In spite of the brevity of the explanation provided in Rev. Rui. 2001-6, supra, I believe that in the light of section 404(k)(5)(A) the tax evasion label that has been placed on redemption dividends by the Commissioner is entitled to substantial deference. See Chevron U.S.A., Inc. v. Natural Res. Def. Council, Inc., 467 U.S. 837 (1984). While notice- and-comment rulemaking generally assures Chevron deference for regulations, the absence of such formality in the issuance of rulings does not preclude such deference where Congress intended to grant the agency the power to make rules with the “force of law” and “the agency interpretation claiming deference was promulgated in the exercise of that authority.” United States v. Mead Corp., 533 U.S. 218, 226-227 (2001); see Barnhart v. Walton, 535 U.S. 212, 221-222 (2002).
Lastly, as stated, in 2006 the Secretary promulgated final regulations reflecting the position set forth in Rev. Rul. 2001-6, supra. See sec. 1.162(k)-l, Income Tax Regs.; sec. 1.404(k)-3, Q&A-l, Income Tax Regs. (“Payments to reacquire stock held by an ESOP * * * used to make benefit distributions to participants” are not allowed under section 404(k)(2) and (5)). Although the regulations apply only prospectively and only to amounts paid or incurred after August 30, 2006, secs. 1.162(k)-l(c), 1.404(k)-3, Q&A-2, Income Tax Regs., the regulations are relevant as they are consistent with Rev.
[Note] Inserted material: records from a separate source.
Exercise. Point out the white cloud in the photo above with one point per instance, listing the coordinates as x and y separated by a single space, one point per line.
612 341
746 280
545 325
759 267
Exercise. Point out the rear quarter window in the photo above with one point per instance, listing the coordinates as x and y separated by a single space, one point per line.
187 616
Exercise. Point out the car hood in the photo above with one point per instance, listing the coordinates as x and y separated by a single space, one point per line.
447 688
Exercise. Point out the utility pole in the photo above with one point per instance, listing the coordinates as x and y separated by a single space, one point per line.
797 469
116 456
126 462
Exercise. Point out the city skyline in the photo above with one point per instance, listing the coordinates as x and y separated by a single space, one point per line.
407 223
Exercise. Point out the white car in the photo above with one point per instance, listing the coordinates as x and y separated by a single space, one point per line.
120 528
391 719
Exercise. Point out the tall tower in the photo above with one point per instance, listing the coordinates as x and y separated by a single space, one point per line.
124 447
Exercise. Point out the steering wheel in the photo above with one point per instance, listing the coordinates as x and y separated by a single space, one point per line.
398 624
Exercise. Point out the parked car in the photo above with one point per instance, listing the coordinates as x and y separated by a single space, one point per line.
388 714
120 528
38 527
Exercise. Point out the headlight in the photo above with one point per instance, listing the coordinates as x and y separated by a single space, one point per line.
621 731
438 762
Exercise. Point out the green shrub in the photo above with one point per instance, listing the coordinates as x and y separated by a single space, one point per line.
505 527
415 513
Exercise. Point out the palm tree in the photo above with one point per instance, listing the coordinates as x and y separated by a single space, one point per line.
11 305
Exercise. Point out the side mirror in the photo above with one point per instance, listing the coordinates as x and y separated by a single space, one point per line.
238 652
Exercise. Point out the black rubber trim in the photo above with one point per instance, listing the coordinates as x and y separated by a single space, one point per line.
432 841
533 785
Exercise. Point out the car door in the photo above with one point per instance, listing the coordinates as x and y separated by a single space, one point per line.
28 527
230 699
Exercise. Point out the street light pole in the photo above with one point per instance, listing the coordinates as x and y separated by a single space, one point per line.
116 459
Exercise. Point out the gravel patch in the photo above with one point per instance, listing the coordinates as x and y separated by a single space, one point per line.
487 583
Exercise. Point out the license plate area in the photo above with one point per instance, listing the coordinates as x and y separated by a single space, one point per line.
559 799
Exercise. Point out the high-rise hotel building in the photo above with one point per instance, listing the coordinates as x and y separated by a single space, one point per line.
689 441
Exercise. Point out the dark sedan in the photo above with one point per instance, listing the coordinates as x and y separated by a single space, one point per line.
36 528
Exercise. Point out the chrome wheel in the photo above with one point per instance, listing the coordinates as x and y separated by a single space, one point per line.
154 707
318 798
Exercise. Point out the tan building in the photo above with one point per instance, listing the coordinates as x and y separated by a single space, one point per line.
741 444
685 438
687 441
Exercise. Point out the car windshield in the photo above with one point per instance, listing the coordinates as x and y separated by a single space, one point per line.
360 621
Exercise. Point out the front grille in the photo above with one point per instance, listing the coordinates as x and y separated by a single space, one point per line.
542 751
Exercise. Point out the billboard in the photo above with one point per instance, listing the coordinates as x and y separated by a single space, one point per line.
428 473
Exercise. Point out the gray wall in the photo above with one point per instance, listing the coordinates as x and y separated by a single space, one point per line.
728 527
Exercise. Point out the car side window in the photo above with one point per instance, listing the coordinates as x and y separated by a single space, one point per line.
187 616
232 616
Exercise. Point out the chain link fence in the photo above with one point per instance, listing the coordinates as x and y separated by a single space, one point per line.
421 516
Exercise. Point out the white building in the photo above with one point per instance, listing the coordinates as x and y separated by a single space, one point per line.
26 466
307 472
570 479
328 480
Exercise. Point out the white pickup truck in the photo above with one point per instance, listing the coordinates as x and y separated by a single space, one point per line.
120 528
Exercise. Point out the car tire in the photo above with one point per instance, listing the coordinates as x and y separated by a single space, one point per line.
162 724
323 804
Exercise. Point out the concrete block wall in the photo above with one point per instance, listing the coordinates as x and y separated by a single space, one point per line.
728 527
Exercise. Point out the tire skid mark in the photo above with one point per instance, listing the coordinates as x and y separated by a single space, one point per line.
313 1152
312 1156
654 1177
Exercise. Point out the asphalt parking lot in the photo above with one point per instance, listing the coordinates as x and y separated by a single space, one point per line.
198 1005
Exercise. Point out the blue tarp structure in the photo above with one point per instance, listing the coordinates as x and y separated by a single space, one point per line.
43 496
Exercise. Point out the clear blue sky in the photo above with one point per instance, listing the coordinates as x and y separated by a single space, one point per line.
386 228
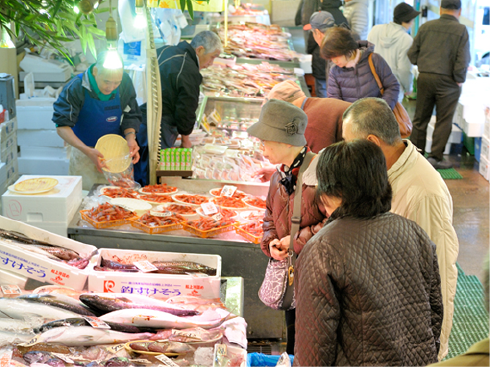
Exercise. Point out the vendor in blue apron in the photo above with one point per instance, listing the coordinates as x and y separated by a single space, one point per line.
98 102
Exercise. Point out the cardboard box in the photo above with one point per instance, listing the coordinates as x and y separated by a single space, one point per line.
153 283
35 114
57 205
40 138
43 166
27 151
43 269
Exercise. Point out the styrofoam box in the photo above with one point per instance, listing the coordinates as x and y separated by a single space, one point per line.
38 267
46 166
153 283
35 114
55 206
27 151
7 128
39 138
484 168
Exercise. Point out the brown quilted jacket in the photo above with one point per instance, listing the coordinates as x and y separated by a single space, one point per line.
277 218
368 294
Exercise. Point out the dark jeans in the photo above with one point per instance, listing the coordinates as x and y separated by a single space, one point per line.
443 92
290 321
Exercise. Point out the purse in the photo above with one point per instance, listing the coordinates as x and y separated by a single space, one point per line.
277 289
399 111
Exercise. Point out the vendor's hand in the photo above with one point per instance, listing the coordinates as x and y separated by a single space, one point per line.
277 250
133 148
186 141
264 174
96 157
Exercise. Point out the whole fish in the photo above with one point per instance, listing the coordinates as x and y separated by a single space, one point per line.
82 322
182 267
117 301
22 309
59 300
85 336
164 320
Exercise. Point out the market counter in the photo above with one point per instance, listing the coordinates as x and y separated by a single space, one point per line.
239 257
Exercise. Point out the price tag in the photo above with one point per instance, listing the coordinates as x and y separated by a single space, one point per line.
63 357
228 190
96 323
217 217
209 208
145 266
166 361
9 290
115 348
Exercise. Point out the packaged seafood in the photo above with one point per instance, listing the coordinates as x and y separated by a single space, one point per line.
46 270
163 285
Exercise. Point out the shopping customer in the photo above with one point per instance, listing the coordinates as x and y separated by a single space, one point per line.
368 286
351 79
419 192
98 102
392 42
281 128
441 50
324 114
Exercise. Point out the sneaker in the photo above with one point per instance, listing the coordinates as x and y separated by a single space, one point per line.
440 164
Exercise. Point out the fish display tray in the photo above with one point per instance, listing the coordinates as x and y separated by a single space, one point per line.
106 224
31 265
163 285
156 229
248 236
209 233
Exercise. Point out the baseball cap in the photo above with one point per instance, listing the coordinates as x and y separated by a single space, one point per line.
451 4
404 13
320 20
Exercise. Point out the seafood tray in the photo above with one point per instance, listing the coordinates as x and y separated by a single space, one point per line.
209 233
163 285
248 236
106 224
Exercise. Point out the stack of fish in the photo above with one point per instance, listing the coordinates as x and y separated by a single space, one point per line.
41 325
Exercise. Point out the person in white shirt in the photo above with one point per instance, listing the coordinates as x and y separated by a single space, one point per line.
393 42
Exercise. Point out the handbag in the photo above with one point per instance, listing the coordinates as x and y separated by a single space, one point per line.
277 289
399 111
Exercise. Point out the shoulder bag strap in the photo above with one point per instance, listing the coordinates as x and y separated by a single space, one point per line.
373 70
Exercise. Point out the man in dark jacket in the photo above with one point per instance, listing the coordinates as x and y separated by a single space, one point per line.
441 52
98 102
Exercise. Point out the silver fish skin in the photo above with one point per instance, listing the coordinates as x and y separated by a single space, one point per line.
60 301
72 336
21 309
119 301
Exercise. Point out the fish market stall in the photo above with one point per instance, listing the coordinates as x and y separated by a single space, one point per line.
234 243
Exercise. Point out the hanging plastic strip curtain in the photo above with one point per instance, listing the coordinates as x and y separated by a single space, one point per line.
212 5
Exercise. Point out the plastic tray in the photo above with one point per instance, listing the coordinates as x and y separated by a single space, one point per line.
106 224
209 233
248 236
157 229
Rul. 2001-6, supra, see Smiley v. Citibank (S.D.), N.A., 517 U.S. 735, 744 n.3 (1996) (“Where * * * a court is addressing transactions that occurred at a time when there was no clear agency guidance, it would be absurd to ignore the agency’s current authoritative pronouncement of what the statute means.”).
For the reasons stated, I would address respondent’s alternative argument and conclude that respondent’s determination — that the claimed deductions for redemption dividends, if allowed, would constitute impermissible tax evasion— should be sustained.
Although one court has upheld the Commissioner’s disallowance under sec. 162(k)(l) of deductions for redemption dividends, see Conopco, Inc. v. United States, 100 AFTR 2d 5296, 2007— 2 USTC par. 50,582 (D.N.J.2007) (unpublished opinion, see 8th Cir. R. 32.1A), three courts have rejected sec. 162(k)(l) as a basis for disallowing deductions for redemption dividends, see, e.g., Boise Cascade Corp. v. United States, 329 F.3d 751 (9th Cir.2003), affg. 82 AFTR 2d 7249 (D. Idaho 1998); General Mills, Inc. v. United States, 101 AFTR 2d 550, 2008-1 USTC par. 50,141 (D. Minn. 2008). General Mills and Conopeo are pending appeal to the U.S. Courts of Appeals for the Third and the Eighth Circuits, respectively.
Sec. 7701(a)(ll)(B) defines “Secretary” as “the Secretary of the Treasury or his delegate.5
1 emphasize that the sec. 404(k)(5)(A) authority to disallow a claimed sec. 404(k)(l) deduction because it would constitute a tax evasion transaction is even more specific than the authority set forth in sec. 269.